Где-то заиграла и, подобно поднявшемуся из кадильниц ароматному дыму, поплыла к сводчатому потолку тихая музыка. Юлий оглянулся, и у него перехватило дух. Все остальное забылось. Высокая и изящная, там стояла Корнелия – в кремовом платье и тонкой золотой накидке. Рука ее лежала на локте отца, который, как ни старался, не смог сдержать сияющую улыбку. Подведенные более темным цветом, ее глаза, казалось, источали тепло. На шее у нее красовался обрамленный золотом рубин размером с птичье яйцо. Прекрасная и хрупкая. На голове лежал маленький венок из цветов вербены и душистого майорана, аромат которых Гай ощутил, когда отец и дочь подошли ближе. Цинна отпустил руку Корнелии и отстал на шаг.
– Я отдаю Корнелию под твою опеку, Гай Юлий Цезарь, – произнес он обязательные слова.
Юлий кивнул:
– Я принимаю ее под свою опеку.
Он повернулся к невесте, и она подмигнула в ответ.
Они опустились на колени, и Юлий снова уловил исходящий от нее аромат цветов. Взглянув на ее склоненную голову, он спросил себя, полюбил бы он эту девушку, если бы не знал Александрию или встретил ее до того, как побывал в домах, где женщин покупают на ночь или даже на час. Он не был готов к этому тогда – год и целую жизнь назад. Над их головами прозвучали монотонные молитвы. Глаза Корнелии были мягкими, как летняя тьма.
Остальная часть церемонии прошла словно в тумане. Они произнесли простые слова обетов: «Куда ты идешь, туда иду и я». Отстояв, как ему показалось, целую вечность на коленях, они вышли на солнечный свет, и собравшиеся приветствовали их криками «Felicitas!»[7]: Марий попрощался с племянником, похлопав его по спине.
– Теперь ты мужчина, Юлий. Или она быстро тебя им сделает! – громко объявил он, и глаза его озорно блеснули. – Ты носишь имя отца. Он гордился бы тобой.
В ответ Юлий крепко пожал ему руку:
– Я нужен тебе на стенах сейчас.
– Полагаю, несколько часов обойдемся без тебя. Жду к четырем пополудни. Надеюсь, к тому времени Метелла все свои слезы выплачет.
Они ухмыльнулись друг другу, как мальчишки, и Юлий на мгновение остался один, тогда как невесту окружила толпа поздравляющих. К нему подошла Александрия, а он улыбнулся и вдруг разволновался так, что перехватило горло.
Она перевязала свои темные волосы плетеной проволокой, и в ее карих глазах было столько всего…
– У тебя красивая брошь.
Александрия коснулась ее рукой:
– Ты удивился бы, узнав, сколько самых разных людей меня о ней спрашивали. Уже есть заказы.
– Ведешь дела на моей свадьбе! – воскликнул Юлий.
Она кивнула, ничуть не смутившись, и уже серьезно произнесла:
– Да благословят боги ваш дом.
Александрия отошла. Юлий повернулся к Корнелии, отвечая на вопросительный взгляд, поцеловал ее.
– Красивая. Кто она? – спросила она с ноткой беспокойства.

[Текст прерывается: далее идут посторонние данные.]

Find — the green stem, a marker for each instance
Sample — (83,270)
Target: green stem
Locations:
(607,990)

– Александрия. Рабыня из дома Мария.
– Рабыни так себя не ведут, – недоверчиво сказала Корнелия.
Юлий рассмеялся:
– Ты ревнуешь?
Корнелия не улыбнулась, и он нежно взял ее руки в свои.
– Мне нужна только ты. Моя прекрасная жена. Идем в наш новый дом, и я докажу тебе это.
Он поцеловал ее еще раз, и Корнелия успокоилась, но про себя решила разузнать побольше о девушке-рабыне с брошью.
В новом доме не было рабов и почти никакой мебели. Они были одни, и их голоса отдавались гулким эхом. Метелла подарила им кровать из темного резного дерева – с матрасом и мягким бельем.
Поначалу, смущенные своим новым положением, они чувствовали себя неловко.
– Думаю, ты можешь снять с меня тогу, жена, – улыбнулся Юлий.
– Я так и сделаю, муж. А ты мог бы распустить мне волосы.
Былая страсть вспыхнула с новой силой, и неловкость растаяла в жаре наступившего полдня.
– К вечеру у меня совсем не останется сил, – пожаловался, отдуваясь, Юлий, волосы которого спутались от пота.
Корнелия наморщила лоб:
– Ты ведь будешь осторожен?
– Вот уж нет. Брошусь в самое пекло. Надо же произвести на тебя впечатление.
Она провела пальчиками по его груди, оставив едва заметный след на гладкой коже.
– Ты можешь сделать это иным способом.
– Нет, сейчас нет, – простонал Юлий. – Подожди немного.
Корнелия лукаво улыбнулась, и ее нежные пальчики приступили к делу.